The Senate's effort to pass a stripped-down version of an Obamacare repeal measure -- the so-called "skinny repeal" of the Affordable Care Act -- failed during a vote, 49-51, held shortly around 1:30 a.m. Friday.
Sen. John McCain, R-Ariz., was among those who voted 'no.' There were gasps and applause from the Senate floor when he voted.
It came in the middle of the Senate's days-long debate in which it struggled to pass any option for repealing or replacing the Affordable Care Act. Two earlier attempts - one to pass a repeal-and-replace option, and another on a repeal-only measure - both failed Wednesday.
The bill that did not pass during the early hours of Friday morning is dubbed "skinny" repeal because of its limited scope. The text of the pared down bill, released just hours before the vote, revealed that it would scrap the individual mandate for insurance coverage, repeal the employer mandate for at least eight years and allow individuals to put more money in tax-exempt health savings accounts.
The bill also suspends a tax on medical devices and allows states to seek waivers from consumer protections in the Affordable Care Act.
An estimate from the nonpartisan Congressional Budget Office showed that skinny repeal alone would leave 16 million more people uninsured than the current law over the next decade, and would raise premiums for some consumers by 20 percent.

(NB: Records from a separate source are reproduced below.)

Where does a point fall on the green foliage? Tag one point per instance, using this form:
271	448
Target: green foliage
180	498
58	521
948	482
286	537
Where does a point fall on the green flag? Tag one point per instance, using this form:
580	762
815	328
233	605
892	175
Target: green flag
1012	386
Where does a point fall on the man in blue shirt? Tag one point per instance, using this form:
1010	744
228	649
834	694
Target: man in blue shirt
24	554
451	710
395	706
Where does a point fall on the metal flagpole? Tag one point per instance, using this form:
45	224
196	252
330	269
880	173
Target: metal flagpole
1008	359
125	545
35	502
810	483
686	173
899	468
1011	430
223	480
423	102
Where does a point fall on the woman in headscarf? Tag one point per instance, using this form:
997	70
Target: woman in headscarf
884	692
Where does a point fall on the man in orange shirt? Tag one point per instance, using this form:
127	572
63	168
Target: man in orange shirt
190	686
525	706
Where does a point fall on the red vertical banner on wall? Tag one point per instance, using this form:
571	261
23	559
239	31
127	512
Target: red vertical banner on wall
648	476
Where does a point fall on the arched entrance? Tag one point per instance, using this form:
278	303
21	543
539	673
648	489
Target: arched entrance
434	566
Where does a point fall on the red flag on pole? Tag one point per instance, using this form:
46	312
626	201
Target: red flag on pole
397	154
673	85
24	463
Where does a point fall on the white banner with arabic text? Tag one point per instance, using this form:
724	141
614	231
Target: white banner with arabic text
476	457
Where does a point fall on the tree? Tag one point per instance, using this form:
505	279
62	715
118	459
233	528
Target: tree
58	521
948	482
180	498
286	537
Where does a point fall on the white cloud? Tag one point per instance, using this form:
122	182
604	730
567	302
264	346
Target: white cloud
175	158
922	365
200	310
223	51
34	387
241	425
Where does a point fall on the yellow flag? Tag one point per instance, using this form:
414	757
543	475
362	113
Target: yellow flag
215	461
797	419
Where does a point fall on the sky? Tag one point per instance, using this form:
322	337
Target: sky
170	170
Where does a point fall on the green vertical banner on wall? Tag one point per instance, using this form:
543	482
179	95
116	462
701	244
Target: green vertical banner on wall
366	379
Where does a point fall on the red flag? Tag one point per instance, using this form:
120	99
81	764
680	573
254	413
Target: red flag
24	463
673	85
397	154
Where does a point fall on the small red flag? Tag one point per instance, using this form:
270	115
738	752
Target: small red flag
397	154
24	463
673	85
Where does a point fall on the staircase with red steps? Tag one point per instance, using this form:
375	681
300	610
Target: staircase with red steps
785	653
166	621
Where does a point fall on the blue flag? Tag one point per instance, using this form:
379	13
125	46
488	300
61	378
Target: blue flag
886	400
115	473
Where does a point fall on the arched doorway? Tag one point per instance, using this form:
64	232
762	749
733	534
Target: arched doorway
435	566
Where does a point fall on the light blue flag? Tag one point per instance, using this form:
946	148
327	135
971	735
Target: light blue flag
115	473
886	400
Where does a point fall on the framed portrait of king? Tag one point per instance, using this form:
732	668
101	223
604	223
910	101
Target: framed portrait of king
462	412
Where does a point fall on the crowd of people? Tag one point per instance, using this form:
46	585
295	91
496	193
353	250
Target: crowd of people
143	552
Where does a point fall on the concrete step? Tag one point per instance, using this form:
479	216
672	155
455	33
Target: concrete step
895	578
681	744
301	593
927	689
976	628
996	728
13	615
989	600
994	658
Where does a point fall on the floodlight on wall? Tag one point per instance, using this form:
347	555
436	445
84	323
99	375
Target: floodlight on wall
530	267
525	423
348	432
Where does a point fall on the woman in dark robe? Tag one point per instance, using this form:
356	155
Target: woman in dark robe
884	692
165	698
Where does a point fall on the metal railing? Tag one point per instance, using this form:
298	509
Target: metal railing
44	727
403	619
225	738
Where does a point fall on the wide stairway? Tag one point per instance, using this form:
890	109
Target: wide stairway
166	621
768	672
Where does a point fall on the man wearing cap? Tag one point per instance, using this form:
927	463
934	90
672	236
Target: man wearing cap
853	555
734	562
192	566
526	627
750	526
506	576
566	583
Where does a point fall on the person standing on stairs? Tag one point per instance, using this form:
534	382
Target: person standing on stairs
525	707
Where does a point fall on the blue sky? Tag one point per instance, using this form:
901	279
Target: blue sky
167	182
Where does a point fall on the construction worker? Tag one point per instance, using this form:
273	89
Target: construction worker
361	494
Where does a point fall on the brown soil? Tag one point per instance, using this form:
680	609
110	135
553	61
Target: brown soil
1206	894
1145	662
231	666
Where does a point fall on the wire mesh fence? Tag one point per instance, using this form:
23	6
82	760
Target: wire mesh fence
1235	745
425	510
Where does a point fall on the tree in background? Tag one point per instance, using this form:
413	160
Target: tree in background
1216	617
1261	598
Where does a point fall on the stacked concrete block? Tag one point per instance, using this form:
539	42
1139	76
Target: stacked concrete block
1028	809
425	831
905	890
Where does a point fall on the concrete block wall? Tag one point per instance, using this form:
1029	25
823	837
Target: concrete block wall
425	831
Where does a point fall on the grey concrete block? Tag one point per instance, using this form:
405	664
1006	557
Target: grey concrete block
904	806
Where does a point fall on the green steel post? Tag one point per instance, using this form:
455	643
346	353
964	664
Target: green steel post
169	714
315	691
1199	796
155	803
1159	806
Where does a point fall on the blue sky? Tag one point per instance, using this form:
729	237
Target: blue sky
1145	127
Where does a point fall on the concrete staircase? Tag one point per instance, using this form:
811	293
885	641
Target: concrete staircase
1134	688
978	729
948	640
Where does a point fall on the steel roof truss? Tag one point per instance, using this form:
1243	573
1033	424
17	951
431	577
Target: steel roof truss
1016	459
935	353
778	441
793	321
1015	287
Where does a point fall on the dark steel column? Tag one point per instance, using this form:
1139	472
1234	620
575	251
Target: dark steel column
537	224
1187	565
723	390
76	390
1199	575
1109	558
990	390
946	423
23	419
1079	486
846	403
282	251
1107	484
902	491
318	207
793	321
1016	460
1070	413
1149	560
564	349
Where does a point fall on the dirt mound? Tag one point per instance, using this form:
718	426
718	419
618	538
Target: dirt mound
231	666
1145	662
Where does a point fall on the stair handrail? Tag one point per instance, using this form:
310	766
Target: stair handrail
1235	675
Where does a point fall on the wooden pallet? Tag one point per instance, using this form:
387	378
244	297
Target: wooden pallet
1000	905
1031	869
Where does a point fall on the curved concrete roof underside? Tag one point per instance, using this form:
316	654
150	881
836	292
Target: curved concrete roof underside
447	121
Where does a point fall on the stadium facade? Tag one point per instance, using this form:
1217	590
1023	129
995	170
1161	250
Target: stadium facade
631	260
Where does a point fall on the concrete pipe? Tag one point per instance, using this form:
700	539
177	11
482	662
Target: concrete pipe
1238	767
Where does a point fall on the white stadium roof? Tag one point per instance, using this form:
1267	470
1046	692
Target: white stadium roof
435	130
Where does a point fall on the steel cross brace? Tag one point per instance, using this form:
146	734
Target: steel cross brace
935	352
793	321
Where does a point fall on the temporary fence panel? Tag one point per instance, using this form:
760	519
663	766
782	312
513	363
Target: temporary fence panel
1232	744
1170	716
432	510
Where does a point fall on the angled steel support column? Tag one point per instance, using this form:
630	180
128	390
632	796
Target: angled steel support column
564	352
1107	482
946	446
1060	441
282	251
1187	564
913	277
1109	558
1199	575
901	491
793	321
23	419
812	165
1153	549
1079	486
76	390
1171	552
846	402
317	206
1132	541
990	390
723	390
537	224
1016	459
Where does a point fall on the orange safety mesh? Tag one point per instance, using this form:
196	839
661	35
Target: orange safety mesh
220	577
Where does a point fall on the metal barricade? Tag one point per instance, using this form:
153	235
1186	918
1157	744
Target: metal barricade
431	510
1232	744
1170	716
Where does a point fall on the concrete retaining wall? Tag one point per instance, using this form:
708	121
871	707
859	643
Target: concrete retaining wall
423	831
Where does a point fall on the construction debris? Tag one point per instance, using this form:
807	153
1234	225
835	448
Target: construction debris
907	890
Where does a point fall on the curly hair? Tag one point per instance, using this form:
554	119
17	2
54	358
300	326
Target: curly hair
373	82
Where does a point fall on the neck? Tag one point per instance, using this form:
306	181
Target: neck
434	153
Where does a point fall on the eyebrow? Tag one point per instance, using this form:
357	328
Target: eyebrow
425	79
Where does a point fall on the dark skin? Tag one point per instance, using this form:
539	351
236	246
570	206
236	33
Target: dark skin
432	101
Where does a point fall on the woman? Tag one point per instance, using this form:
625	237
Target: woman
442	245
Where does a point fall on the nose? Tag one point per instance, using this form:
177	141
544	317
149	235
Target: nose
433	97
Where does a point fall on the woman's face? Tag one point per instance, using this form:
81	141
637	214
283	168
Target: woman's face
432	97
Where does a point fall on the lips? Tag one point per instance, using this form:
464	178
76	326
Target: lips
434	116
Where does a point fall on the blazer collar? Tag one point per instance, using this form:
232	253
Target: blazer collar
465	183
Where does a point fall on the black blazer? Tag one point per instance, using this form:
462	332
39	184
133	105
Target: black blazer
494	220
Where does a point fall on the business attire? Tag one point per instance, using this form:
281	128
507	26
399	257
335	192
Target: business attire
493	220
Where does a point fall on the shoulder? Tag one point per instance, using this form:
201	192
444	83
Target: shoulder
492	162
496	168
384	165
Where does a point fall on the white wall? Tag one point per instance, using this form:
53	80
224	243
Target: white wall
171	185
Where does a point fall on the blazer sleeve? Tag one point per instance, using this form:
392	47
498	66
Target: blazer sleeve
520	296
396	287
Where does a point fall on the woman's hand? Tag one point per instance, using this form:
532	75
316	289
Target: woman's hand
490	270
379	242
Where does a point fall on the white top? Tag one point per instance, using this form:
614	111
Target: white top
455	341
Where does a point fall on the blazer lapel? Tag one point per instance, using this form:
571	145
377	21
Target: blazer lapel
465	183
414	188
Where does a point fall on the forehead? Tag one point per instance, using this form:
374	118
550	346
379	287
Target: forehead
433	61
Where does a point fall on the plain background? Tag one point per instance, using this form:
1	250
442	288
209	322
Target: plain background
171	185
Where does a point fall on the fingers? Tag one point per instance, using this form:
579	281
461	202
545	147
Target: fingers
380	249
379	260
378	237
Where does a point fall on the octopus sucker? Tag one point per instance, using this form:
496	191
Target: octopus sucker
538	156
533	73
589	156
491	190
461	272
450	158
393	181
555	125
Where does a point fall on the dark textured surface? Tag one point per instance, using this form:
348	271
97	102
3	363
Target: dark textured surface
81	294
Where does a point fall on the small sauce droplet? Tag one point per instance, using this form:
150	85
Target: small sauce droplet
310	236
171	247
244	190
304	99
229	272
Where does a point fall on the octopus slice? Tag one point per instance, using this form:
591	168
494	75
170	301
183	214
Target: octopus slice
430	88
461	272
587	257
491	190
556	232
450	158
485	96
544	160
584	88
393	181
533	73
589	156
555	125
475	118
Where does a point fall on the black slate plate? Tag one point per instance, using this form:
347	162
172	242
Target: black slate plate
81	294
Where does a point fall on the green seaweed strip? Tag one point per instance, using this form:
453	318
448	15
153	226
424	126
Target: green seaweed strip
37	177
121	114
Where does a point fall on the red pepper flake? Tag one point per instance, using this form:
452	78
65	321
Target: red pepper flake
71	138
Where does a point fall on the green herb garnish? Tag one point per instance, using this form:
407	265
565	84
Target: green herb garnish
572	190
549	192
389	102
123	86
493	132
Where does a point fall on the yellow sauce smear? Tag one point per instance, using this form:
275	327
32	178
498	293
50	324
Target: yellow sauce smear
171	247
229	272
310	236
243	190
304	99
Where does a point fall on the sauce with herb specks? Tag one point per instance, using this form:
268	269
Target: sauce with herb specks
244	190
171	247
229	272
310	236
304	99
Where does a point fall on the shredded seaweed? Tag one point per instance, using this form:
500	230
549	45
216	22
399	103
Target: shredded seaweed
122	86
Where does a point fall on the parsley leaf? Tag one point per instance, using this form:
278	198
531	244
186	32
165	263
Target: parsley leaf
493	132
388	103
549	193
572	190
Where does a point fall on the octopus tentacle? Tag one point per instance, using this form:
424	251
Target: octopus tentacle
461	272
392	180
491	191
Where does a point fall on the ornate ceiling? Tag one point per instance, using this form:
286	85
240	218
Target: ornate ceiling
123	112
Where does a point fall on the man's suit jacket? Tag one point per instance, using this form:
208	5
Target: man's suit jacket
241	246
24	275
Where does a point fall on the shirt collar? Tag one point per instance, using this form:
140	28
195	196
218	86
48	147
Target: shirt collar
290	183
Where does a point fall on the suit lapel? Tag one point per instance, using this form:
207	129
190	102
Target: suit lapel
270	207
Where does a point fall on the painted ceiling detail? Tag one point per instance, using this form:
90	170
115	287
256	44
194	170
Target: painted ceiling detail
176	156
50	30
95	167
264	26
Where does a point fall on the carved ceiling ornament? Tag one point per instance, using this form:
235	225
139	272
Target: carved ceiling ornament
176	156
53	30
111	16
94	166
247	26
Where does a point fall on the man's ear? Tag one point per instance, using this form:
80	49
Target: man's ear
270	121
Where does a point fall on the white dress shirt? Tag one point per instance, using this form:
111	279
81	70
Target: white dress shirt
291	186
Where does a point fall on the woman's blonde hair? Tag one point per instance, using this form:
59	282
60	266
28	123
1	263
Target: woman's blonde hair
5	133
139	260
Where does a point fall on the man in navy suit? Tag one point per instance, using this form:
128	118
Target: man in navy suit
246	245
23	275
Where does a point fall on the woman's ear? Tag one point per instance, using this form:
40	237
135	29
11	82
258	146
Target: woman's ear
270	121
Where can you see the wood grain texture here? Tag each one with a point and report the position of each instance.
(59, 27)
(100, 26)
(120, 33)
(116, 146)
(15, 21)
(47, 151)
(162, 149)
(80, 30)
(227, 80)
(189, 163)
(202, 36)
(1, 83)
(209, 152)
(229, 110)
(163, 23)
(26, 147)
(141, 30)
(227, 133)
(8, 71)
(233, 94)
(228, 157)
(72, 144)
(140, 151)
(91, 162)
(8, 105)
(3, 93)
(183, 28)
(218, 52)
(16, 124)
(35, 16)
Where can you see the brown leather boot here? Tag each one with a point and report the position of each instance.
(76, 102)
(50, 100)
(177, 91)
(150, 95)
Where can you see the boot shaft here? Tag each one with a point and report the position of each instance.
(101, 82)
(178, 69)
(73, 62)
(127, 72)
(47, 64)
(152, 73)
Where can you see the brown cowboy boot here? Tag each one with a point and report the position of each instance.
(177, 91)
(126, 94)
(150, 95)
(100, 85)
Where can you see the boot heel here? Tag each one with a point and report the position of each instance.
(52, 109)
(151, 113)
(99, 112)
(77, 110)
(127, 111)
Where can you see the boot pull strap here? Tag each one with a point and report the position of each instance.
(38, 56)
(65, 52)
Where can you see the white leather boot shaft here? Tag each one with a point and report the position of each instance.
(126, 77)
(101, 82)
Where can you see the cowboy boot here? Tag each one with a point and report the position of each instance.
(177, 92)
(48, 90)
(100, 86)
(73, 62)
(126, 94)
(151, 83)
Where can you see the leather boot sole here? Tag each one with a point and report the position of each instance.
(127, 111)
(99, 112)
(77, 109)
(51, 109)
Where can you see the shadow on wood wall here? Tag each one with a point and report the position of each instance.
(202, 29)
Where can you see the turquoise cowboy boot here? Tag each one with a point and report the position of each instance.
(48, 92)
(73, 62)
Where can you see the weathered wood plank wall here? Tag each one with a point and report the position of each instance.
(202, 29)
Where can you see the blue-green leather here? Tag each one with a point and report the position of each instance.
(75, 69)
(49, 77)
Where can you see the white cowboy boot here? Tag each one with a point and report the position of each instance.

At least four Republican senators had threatened to block the so-called skinny repeal proposal unless they have assurances from House Speaker Paul Ryan that it is only a placeholder and would not be passed in the House and sent to the president’s desk. They, and others, want this to serve a vehicle for the next step of negotiations between the House and the Senate.
"The skinny bill as policy is a disaster. The skinny bill as a replacement for Obamacare is a fraud," Sen. Lindsey Graham, R-S.C., said. He said he could support the bill, but warned of the dire consequences if it was allowed to become law.
Graham said he has had conversations with Freedom Caucus chair Rep. Mark Meadows, R-N.C., in which Meadows has warned him that House Majority Whip Steve Scalise has apparently been telling "some" people that the House will just take up the skinny repeal and pass it and put it on the president's desk.
"I need assurances that it will not be the final product," Sen. Graham went on during a press conference Thursday. Graham said he worried about rumors that House Majority Whip Steve Scalise, who has been recovering from a gunshot wound but was released from the hospital this week, was considering bringing the narrow repeal bill up for a vote as is.
Amid the negotiations Thursday evening, House Speaker Paul Ryan opened the door for the Senate proposal to be considered in a conference committee with House lawmakers, giving the Senate efforts a much-needed boost.
"It is now obvious that the only path ahead is for the Senate to pass the narrow legislation that it is currently considering,” Ryan’s statement read. “Senators have made clear that this is an effort to keep the process alive, not to make law. If moving forward requires a conference committee, that is something the House is willing to do."
As the possibility of the Senate passing a partial repeal bill loomed Thursday, several patient, hospital and insurance groups put out statements arguing that scrapping even just the mandate that individuals buy insurance could have real consequences for health care marketplaces.
Blue Cross wrote in statement: “A system that allows people to purchase coverage only when they need it drives up costs for everyone.”
America's Health Insurance Plans CEO Marilyn B. Tavenner echoed their concern, writing in a statement: “We would oppose an approach that eliminates the individual coverage requirement, does not offer alternative continuous coverage solutions, and does not include measures to immediately stabilize the individual market.”
The AARP called it a “wolf in sheep’s clothing.” Citing a recent report from the Congressional Budget Office that predicted repealing even just the individual mandate could lead to 15 million more Americans uninsured in the next decade a 20 percent premium increase for folks buying their own insurance.
This increase in premium costs could lead to some people's being priced out of plans, or the federal government may aid those people through subsidies and tax credits.
The individual mandate provides social cost savers as well. If people don't have insurance and get sick, hospitals, taxpayers and local governments end up covering the costs. "In the absence of a mandate, those social costs would probably increase relative to the case under current law," the CBO said in a report last December.
Sen. Ron Johnson, R-Wis., indicated he would vote for a bare-bones package as long as it kept the process moving forward. "We'll keep the process going. If we've got to do something less than obviously I'd want to keep the process going, we'll do it," he said.